This postcard from the Tichnor Collection shows what was once known as the “new” post office in downtown Albany. According to the Federal General Services Administration, a new post office was first authorized in 1930 with a $3.325 million allocation “to purchase a site and construct a new federal building in Albany, New York, to house a post office, courthouse, and custom house.” The following year, this site on the corner of Broadway and Maiden Lane was chosen, which necessitated the demolition of a number of buildings on Broadway and Dean Street (which technically still runs behind the building). The new structure was designed by local firm Gander, Gander & Gander in 1931, and the cornerstone was laid August 18, 1933. The building opened in 1934. “The building had an exterior bridge connecting the nearby rail station with the post office, which occupied the entire first two floors” – meaning not Union Station, but the freight warehouse of the Delaware and Hudson Railroad, which was located on Dean Street adjacent to the D&H Headquarters.
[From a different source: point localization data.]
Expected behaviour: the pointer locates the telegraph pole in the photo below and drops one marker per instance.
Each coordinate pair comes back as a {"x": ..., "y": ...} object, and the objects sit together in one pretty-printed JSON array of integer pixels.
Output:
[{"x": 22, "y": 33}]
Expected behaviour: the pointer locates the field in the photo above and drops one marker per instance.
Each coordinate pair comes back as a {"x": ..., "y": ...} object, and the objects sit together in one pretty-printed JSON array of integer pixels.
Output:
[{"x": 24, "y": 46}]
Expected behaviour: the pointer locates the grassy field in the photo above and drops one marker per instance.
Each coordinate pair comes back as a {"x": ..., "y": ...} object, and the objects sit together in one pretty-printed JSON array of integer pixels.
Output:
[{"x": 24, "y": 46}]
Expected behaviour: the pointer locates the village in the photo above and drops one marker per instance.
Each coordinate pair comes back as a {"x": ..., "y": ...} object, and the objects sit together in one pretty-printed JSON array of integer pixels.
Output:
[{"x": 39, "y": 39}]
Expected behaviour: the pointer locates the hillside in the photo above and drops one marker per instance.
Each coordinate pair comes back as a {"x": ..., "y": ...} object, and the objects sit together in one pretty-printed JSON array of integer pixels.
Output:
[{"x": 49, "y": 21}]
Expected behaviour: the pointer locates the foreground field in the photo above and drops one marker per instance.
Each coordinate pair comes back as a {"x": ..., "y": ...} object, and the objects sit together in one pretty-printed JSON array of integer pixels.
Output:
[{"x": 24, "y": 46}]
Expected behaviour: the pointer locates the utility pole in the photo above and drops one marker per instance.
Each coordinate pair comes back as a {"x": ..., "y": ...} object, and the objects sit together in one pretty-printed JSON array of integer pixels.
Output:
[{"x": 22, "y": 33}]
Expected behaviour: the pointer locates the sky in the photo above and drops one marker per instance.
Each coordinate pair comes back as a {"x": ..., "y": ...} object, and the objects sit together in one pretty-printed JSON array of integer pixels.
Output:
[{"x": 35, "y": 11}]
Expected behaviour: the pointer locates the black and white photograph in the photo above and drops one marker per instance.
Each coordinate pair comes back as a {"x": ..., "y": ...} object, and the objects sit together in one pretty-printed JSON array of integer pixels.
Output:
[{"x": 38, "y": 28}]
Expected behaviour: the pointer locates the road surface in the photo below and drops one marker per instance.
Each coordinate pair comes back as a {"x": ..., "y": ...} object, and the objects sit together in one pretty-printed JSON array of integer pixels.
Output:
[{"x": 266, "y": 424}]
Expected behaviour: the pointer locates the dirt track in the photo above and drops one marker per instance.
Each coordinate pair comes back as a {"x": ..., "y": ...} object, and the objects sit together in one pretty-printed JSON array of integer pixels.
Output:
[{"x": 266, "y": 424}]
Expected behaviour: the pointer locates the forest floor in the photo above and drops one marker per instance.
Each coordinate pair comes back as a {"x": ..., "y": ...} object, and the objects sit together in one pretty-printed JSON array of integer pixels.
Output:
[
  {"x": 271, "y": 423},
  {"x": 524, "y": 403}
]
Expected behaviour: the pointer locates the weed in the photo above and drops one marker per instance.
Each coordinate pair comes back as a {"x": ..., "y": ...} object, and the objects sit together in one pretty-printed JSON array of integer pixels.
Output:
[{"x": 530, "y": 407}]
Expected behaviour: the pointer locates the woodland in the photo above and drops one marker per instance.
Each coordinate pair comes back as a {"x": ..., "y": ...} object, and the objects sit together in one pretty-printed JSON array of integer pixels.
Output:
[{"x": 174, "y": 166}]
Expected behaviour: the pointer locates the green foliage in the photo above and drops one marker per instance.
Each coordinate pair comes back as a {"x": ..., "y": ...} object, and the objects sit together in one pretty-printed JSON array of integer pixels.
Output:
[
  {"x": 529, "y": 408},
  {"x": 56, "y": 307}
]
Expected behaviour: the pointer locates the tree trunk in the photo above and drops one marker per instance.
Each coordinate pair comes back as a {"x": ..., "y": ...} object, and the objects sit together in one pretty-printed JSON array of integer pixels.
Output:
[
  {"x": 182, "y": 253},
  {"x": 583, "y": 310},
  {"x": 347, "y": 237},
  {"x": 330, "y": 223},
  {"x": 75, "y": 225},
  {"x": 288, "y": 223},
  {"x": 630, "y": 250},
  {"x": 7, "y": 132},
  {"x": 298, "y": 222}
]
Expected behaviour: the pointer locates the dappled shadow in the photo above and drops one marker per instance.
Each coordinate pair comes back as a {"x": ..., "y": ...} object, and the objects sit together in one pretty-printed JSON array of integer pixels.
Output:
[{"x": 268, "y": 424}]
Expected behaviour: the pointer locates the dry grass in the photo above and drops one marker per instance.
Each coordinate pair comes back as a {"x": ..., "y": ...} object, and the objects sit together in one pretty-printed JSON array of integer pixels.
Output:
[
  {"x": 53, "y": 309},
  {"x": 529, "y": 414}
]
The building was known as the Post Office or the Courthouse, depending on why you were going there, for many years until 1988 when the building, already on the National Register of Historic Places, was named in honor of James T. Foley, the son of a politically connected cockfighting promoter, who served as a federal court judge for 40 years.
The building is an understated Art Deco beauty. As the GSA website says,
The facade, which faces west on Broadway, contains two entrances, each topped with an eagle that is more than eight feet tall and carved from a seventeen-ton Vermont marble block by New York City sculptor Albert T. Stewart, who also received the commission for the building’s frieze. Artist Benjamin Hawkins created ornate aluminum screens titled Departments of Government located behind the eagles. The screens contain stylized motifs representing the Departments of Navy, Agriculture, Labor, Army, Post Office, Commerce and Revenue, as well as images of the courts, thirteen stars representing the original colonies, and the New York state seal. A bas-relief frieze encircles the building on three elevations: the west facade contains images of postal service activities, the north elevation shows customs duties, and the south elevation illustrates the mission of the courts. To make the carvings visible to street-level viewers, Stewart created figures approximately eight feet tall and executed at a depth of nearly three inches.
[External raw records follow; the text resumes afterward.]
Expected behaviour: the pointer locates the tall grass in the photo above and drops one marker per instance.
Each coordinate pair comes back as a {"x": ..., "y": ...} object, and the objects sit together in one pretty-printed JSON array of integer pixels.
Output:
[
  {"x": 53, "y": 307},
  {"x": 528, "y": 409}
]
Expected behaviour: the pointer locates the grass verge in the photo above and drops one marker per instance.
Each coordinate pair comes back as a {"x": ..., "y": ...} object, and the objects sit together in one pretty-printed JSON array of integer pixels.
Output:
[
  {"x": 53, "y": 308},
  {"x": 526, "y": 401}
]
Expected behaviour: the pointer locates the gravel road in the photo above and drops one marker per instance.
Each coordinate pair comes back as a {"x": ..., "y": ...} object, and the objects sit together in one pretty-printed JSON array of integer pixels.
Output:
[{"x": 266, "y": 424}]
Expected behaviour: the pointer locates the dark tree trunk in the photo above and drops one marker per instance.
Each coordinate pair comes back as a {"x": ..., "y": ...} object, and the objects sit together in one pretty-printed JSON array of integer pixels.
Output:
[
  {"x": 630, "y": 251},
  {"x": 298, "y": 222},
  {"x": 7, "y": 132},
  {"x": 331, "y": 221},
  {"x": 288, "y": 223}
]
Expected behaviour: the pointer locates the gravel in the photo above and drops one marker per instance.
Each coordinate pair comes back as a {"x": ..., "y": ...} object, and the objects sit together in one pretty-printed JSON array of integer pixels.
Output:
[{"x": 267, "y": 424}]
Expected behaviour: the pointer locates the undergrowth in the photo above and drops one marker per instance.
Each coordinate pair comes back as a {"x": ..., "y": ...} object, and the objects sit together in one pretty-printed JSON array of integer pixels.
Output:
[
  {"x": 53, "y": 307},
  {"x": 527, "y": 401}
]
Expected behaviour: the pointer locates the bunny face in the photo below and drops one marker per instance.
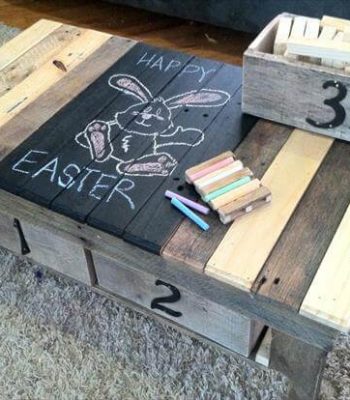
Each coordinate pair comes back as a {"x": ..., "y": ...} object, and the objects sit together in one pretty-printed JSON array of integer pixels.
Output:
[{"x": 145, "y": 119}]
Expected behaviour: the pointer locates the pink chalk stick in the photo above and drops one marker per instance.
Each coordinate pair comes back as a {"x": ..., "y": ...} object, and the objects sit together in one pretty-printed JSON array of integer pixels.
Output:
[
  {"x": 212, "y": 168},
  {"x": 188, "y": 202}
]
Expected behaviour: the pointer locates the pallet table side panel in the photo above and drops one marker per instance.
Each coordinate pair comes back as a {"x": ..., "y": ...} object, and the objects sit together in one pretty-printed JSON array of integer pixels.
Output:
[
  {"x": 179, "y": 274},
  {"x": 221, "y": 325}
]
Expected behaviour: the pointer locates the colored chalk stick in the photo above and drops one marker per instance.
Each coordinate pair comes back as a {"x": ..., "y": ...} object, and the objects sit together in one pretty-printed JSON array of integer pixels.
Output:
[
  {"x": 227, "y": 188},
  {"x": 244, "y": 204},
  {"x": 219, "y": 174},
  {"x": 224, "y": 181},
  {"x": 190, "y": 214},
  {"x": 234, "y": 194},
  {"x": 192, "y": 204},
  {"x": 208, "y": 166}
]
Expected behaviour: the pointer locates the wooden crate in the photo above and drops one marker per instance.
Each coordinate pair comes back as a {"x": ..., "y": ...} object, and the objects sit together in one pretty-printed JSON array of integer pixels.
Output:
[{"x": 293, "y": 92}]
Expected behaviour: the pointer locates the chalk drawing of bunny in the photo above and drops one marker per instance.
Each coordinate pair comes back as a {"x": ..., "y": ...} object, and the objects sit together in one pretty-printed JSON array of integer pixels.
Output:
[{"x": 148, "y": 119}]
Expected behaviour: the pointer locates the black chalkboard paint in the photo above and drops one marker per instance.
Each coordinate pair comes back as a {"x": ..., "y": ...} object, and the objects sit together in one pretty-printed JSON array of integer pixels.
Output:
[
  {"x": 155, "y": 223},
  {"x": 42, "y": 189},
  {"x": 59, "y": 131},
  {"x": 108, "y": 156},
  {"x": 128, "y": 146},
  {"x": 188, "y": 124}
]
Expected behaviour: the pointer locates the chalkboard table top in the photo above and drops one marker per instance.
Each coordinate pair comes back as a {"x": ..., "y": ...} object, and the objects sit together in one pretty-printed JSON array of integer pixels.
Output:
[{"x": 95, "y": 128}]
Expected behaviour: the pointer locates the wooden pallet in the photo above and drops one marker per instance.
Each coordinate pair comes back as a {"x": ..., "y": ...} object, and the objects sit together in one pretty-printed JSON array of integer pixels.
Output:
[{"x": 283, "y": 266}]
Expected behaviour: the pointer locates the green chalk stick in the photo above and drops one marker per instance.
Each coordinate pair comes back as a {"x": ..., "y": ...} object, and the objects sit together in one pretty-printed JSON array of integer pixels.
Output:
[{"x": 227, "y": 188}]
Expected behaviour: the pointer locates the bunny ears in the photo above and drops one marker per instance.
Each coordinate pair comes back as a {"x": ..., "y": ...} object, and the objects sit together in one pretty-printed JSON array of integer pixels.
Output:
[{"x": 196, "y": 98}]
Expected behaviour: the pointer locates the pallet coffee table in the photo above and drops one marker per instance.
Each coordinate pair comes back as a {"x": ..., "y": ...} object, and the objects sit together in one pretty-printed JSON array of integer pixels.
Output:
[{"x": 95, "y": 128}]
Typical of the Art Deco style, the architects designed an opulent interior. Six marble types, including St. Genevieve Golden Vein, Rose, Champlain Black, Eagle Grey Tennessee, Eagle Pink Tennessee, and Verde Antique, are used on the richly appointed interior walls and floors. Ceilings are ornate plaster with medallions and stepped molding covered with aluminum leaf. Entrance vestibules lead to public lobbies with marble walls. Marble mosaic medallions are inset in the north and south lobby floors. A gilded plaster ceiling medallion of the United States Seal is centered in the lobby and framed by step moldings covered with aluminum leaf and gold stars.
Marble pilasters divide the main lobby into nine bays, each articulated with a ceiling mural. Artist Ethel M. Parsons painted the oil-on-canvas murals in 1935, depicting each of the seven continents as well as the North Pole and the United States. Interspersed with the murals are plaster plaques by Italian artist Enea Biafora Portraying famous Americans, including Abraham Lincoln, Benjamin Franklin, and George Washington, as portrayed on the earliest U.S. postage stamps. With the exception of the murals, the ceiling is covered with aluminum leaf. Four original black marble writing desks are centered in the main lobby.
Throughout the building, in both public and private spaces, intricate wood inlay designs adorn the ceiling and wall trim. Each of the five floors contains two elevator lobbies with adjacent public staircases. The stairs have treads and landings of Eagle Grey Tennessee marble with Champlain black marble risers. Cast-aluminum railings, also designed by Biafora, contain stylized motifs related to the functions of the building, including an airplane and scales of justice.
The murals are probably what most of us miss most about easy access to the building’s lobby – there were worth the trip. The post office left the building in 1995, with most of its sorting functions transferred out to the suburbs and the remaining functions accommodated by a joyless little space on the bottom floor of a parking garage on Hudson Street, which no one looks forward to going to.